A evacuação de Mina Al Fahal assume especial relevância porque este terminal constitui uma das poucas rotas alternativas de exportação de petróleo fora do Estreito de Ormuz, actualmente sob ameaça de bloqueio.
Em paralelo, a situação agravou-se no Iraque, onde as autoridades suspenderam temporariamente todas as operações nos seus terminais petrolíferos, depois de ataques a dois navios-tanque em águas iraquianas.
Estas perturbações aumentaram significativamente os receios de interrupção do abastecimento global de petróleo.
Mercado ignora libertação de reservas estratégicas
A escalada dos preços ocorre mesmo após a Agência Internacional de Energia (AIE) ter anunciado a libertação de cerca de 400 milhões de barris das reservas estratégicas de petróleo, numa tentativa de estabilizar o mercado.
Apesar desta intervenção, os investidores continuam a reagir com pessimismo, considerando que o impacto da crise geopolítica poderá ser mais profundo do que a capacidade de resposta imediata das reservas estratégicas.
Analistas do sector energético sublinham que o mercado petrolífero está actualmente dominado por factores geopolíticos e riscos de segurança energética, que tendem a amplificar movimentos bruscos nos preços.
Estreito de Ormuz volta ao centro da crise energética
O elemento mais sensível da actual crise é a ameaça do Irão de bloquear totalmente o Estreito de Ormuz, uma das rotas marítimas mais estratégicas do mundo.
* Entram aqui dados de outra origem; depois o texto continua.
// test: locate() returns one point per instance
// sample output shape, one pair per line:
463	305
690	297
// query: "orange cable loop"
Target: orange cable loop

Cerca de 20% do consumo mundial de petróleo transita diariamente por esta passagem marítima, que liga o Golfo Pérsico ao Oceano Índico.
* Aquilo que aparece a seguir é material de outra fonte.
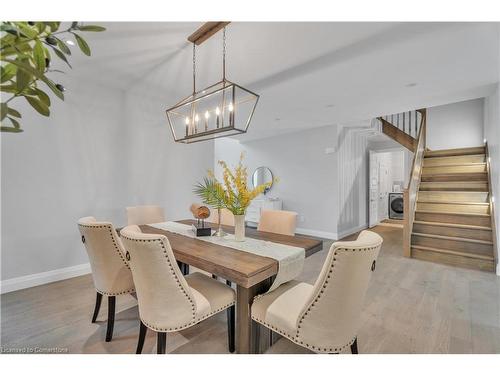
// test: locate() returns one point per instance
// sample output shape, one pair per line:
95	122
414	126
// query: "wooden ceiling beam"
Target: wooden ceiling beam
206	31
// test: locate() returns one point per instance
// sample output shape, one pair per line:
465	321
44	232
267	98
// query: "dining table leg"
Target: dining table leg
248	339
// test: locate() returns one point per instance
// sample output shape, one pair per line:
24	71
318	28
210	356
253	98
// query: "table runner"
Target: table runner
290	258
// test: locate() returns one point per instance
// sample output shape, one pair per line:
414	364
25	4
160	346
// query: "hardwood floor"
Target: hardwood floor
412	306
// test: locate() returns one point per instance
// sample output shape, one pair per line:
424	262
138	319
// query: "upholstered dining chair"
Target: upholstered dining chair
278	221
168	301
110	271
140	215
324	317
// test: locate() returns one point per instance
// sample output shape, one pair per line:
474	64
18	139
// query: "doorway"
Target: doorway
386	182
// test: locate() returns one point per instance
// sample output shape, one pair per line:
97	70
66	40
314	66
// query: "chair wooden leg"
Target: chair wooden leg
111	317
142	336
161	344
230	328
354	346
97	307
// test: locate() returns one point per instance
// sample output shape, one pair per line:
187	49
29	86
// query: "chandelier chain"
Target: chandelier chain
224	54
194	68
Especialistas alertam que um bloqueio efectivo desta rota poderá provocar uma disrupção sem precedentes no mercado energético global, com alguns cenários extremos a apontarem para preços que poderiam ultrapassar os 200 dólares por barril caso o conflito se intensifique.
Impactos globais e riscos para a inflação
A subida dos preços do petróleo poderá ter efeitos directos sobre a inflação global, pressionando custos de transporte, produção industrial e preços de combustíveis.
Para países importadores de energia, particularmente economias emergentes e africanas, o aumento do preço do crude poderá traduzir-se em pressões adicionais sobre balanças comerciais, custos de importação e estabilidade macroeconómica.
Num contexto já marcado por tensões geopolíticas e volatilidade nos mercados energéticos, a evolução da crise no Médio Oriente continuará a ser um factor determinante para a trajectória dos preços do petróleo nas próximas semanas.